At this point you could just print or view the data, however using one of many **pandas** export functions produces output that is visually easier to read and can be copied and pasted into your analysis document. Here are some examples with just the first few rows and just the first few columns:

In [None]:
# to markdown, the popular text format
print(deposit_region.iloc[:5, :3].to_markdown())

In [None]:
# to latex, for writing papers
print(deposit_region.iloc[:5, :3].to_latex())

In [None]:
# to html, for the web
print(deposit_region.iloc[:5, :3].to_html())

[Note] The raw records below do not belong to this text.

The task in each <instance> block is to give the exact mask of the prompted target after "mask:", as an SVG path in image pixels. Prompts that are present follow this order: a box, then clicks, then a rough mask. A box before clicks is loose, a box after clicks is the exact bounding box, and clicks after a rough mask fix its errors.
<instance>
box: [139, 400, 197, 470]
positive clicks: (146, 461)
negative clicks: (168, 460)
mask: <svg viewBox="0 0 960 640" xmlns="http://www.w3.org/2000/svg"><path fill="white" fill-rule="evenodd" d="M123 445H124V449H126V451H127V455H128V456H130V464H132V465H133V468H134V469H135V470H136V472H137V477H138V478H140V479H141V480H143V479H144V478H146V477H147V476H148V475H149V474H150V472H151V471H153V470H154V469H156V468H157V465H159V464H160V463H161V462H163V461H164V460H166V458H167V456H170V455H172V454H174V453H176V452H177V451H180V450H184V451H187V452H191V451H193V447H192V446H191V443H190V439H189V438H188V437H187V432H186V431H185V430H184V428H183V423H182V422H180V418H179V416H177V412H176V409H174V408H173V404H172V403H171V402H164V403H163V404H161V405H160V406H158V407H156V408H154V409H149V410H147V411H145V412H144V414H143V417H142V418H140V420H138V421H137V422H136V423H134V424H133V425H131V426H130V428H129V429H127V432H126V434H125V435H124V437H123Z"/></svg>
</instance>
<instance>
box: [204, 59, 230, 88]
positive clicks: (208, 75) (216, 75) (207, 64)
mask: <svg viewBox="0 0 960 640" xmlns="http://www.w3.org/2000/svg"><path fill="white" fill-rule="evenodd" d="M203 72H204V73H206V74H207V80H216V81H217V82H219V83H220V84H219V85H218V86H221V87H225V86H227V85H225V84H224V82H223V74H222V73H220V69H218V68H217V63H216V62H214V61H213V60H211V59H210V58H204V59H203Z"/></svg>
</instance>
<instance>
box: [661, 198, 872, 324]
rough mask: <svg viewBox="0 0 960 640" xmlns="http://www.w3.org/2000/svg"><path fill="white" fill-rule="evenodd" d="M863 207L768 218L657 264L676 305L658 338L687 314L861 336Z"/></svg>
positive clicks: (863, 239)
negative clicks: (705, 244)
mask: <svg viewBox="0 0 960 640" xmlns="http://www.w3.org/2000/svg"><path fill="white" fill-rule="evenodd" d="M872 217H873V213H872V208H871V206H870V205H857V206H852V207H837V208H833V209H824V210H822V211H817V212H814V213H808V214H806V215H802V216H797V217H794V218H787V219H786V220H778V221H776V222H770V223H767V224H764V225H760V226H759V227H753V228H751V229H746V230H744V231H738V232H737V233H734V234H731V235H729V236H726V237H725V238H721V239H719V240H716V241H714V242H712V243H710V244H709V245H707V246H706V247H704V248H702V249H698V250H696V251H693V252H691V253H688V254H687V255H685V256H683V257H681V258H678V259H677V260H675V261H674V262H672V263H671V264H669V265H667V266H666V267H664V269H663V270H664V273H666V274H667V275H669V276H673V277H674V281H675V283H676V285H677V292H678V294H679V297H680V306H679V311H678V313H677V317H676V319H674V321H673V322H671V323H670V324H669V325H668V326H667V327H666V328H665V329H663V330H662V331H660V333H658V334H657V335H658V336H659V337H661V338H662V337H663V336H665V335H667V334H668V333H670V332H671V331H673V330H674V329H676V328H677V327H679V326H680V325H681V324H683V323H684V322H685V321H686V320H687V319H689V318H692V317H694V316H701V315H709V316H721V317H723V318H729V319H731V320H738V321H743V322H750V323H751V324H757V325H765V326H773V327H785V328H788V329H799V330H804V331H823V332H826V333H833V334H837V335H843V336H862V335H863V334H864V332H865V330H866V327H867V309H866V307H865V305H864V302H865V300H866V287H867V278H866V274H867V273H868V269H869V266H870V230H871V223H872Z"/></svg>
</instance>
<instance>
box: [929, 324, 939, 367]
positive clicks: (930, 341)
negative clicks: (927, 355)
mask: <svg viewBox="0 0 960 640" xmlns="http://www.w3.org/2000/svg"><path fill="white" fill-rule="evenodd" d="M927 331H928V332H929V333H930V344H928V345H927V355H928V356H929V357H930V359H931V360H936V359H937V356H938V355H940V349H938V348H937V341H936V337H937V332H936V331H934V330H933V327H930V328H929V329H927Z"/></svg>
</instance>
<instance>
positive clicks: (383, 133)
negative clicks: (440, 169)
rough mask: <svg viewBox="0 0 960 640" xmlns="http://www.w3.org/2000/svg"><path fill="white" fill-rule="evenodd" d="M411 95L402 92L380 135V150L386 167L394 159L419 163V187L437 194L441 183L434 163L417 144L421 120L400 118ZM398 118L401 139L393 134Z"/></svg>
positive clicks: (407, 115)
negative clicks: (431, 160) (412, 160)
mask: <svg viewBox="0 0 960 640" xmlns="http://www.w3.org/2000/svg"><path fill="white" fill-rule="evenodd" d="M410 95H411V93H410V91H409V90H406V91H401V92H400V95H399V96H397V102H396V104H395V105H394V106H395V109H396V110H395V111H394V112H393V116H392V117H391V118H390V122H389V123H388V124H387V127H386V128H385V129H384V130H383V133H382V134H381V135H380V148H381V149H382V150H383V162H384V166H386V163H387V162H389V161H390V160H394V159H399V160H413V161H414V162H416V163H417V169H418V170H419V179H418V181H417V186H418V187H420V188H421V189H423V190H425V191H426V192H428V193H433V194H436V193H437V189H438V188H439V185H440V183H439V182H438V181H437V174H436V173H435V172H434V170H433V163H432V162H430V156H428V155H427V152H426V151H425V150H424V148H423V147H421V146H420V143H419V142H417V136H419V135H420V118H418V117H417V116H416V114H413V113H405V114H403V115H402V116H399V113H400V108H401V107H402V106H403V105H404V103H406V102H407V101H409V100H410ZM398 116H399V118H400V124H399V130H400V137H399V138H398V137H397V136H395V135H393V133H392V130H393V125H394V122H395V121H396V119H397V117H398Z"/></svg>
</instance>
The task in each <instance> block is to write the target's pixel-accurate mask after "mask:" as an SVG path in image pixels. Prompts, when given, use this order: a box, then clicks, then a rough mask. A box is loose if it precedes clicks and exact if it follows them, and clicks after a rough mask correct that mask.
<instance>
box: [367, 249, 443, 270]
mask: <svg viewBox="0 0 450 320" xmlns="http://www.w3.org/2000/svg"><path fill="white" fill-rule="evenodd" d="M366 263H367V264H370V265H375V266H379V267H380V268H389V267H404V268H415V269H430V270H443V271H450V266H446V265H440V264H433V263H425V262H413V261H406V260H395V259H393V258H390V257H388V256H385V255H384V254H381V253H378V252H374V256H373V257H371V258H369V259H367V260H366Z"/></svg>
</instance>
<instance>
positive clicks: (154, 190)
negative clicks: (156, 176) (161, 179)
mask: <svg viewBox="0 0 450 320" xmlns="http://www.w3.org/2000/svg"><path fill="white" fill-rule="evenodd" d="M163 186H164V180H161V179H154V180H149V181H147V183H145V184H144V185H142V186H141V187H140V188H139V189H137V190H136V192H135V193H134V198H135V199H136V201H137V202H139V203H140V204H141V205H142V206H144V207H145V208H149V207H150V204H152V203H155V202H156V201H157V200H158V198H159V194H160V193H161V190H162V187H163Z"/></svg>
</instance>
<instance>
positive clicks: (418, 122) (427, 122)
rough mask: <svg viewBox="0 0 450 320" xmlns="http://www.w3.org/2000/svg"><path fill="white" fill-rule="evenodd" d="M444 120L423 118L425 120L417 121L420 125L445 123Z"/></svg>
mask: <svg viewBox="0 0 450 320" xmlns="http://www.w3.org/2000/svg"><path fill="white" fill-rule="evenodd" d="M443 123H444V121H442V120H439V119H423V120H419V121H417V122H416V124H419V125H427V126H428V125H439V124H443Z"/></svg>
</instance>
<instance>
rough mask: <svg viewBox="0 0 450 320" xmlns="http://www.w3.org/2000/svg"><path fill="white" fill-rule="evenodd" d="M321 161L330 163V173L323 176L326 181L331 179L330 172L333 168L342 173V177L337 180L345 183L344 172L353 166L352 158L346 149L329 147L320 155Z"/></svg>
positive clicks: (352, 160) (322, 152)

We can use **seaborn** to plot a line chart using the long format data (`deposit_region`), with year on the horizontal axis. We specify `color = "Region"`.

In [None]:
import seaborn.objects as so

(
    so.Plot(deposit_region, x="Year", y="mean", color="Region")
    .add(so.Line(linewidth=2))
    .label(
        y="Mean deposit, % of GDP",
        title="Deposit money banks' assets to GDP (%), 2000-2014, by region",
    )
)

**Figure 10.5 Line chart of ‘Deposit money banks’ assets to GDP (%)’, 2000–2014, by region.**

The process can be repeated for income group rather than region.

In [None]:
deposit_income = (
    gfdd_new_names.query("Year > 1999")
    .dropna(subset=["bank_assets"])
    .groupby(["Year", "Income Group"])["bank_assets"]
    .agg(["mean", "count"])
)

(
    so.Plot(deposit_income, x="Year", y="mean", color="Income Group")
    .add(so.Line(linewidth=2))
    .label(
        y="Mean deposit, % of GDP",
        title="Deposit money banks' assets to GDP (%), 2000-2014, by income group",
    )
)

**Figure 10.6 Line chart of ‘Deposit money banks’ assets to GDP (%)’, 2000–2014, by income group.**

You can repeat the process for the indicator 'Bank accounts per 1,000 adults' by replacing the variable name `bank_assets` with `bank_accounts` in the above code, again by region and then by income group.